Monday, November 13, 2006

El espíritu del baile

Es difícil encontrar un término medio en Nueva York. En el tema de los conciertos así sucede. Las entradas para una actuación de Brian Wilson, ex líder de los Beach Boys, pueden oscilar entre los 140 y los 400 dólares en el Beacon Theater. Precios similares se ven con otros nombres igual de ilustres. Incluso existen situaciones tan prohibitivas como un concierto de los Rolling Stones, también en el Beacon Theater, con tickets por 4.000$ en el 60 aniversario al ex presidente Bill Clinton (entradas agotadas). Pero fuera de esta línea, la ciudad ofrece un amplio abanico de opciones mucho más económicas y, seguramente, más atractivas. Por 25 dólares, se puede disfrutar en una misma noche de uno de los rockeros más gratificantes de la década de los setenta y de una de las leyendas vivas del blues.

Con sus abundantes mesas para comer y sus camareros paseándose con platos de hamburguesas de un lado para otro, el B. B. King Blues Club no deja de ser un buen local de música negra para consumo de blancos, situado en mitad de la 42th St. en el entorno recreativo y turístico de Times Square. Una sala dedicada a una de las guitarras del blues más famosas de todos los tiempos que cuenta con una programación muy recomendable, aparte de una gran acústica y estupenda visibilidad.  

Sobre su escenario, el primero en pasar haciendo las funciones de telonero de la noche fue Gary Us Bonds, una de mis debilidades musicales. El bueno de Gary forma parte de la escena de Asbury Park, donde descorchó su rock´n´roll festivo de tintes clásicos en temas como “Jole Blond”, “Quarter to three” o “Dear Lady Twist”. El cantante es amigo de Bruce Springsteen y el propio jefe ha reconocido su admiración por él, rescatándole del olvido con la versión en directo de algunos de sus temas. Decir Gary Us Bonds es hablar de buena parte del Springsteen más movido de The River (1980), donde se reconoce una comunión especial con el público por la herencia que se deja oír con el rock´n´roll primigenio. Rock a la vieja usanza, de meneo de caderas, que levantó a varias parejas de sus sillas para hacerlas bailar en el B. B. King Blues Club. También para emocionar a más de uno con la versión de “I´ve Got Dreams to Remember“, del eterno Otis Redding.

Se puede afirmar que Gary Us Bonds es uno de los pocos embajadores que quedan del espíritu del jukebox, que tan grandes momentos ha dado a la juventud estadounidense.
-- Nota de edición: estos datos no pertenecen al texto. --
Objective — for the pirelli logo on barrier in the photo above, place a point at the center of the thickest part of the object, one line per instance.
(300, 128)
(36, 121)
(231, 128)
Por sí sólo podría ser cabeza de cartel, si no fuera porque después de él venía todo un bluesman, uno de los últimos grandes del Missippi; Pinetop Perkins. A sus 93 años, el anciano pianista salió al escenario caminando muy despacio, apoyado en su bastón, con traje amarillo y sombrero blanco. Las colaboraciones de este hombre con los mejores bluesmen se cuentan por decenas, llegando a trabajar durante once años para Muddy Waters.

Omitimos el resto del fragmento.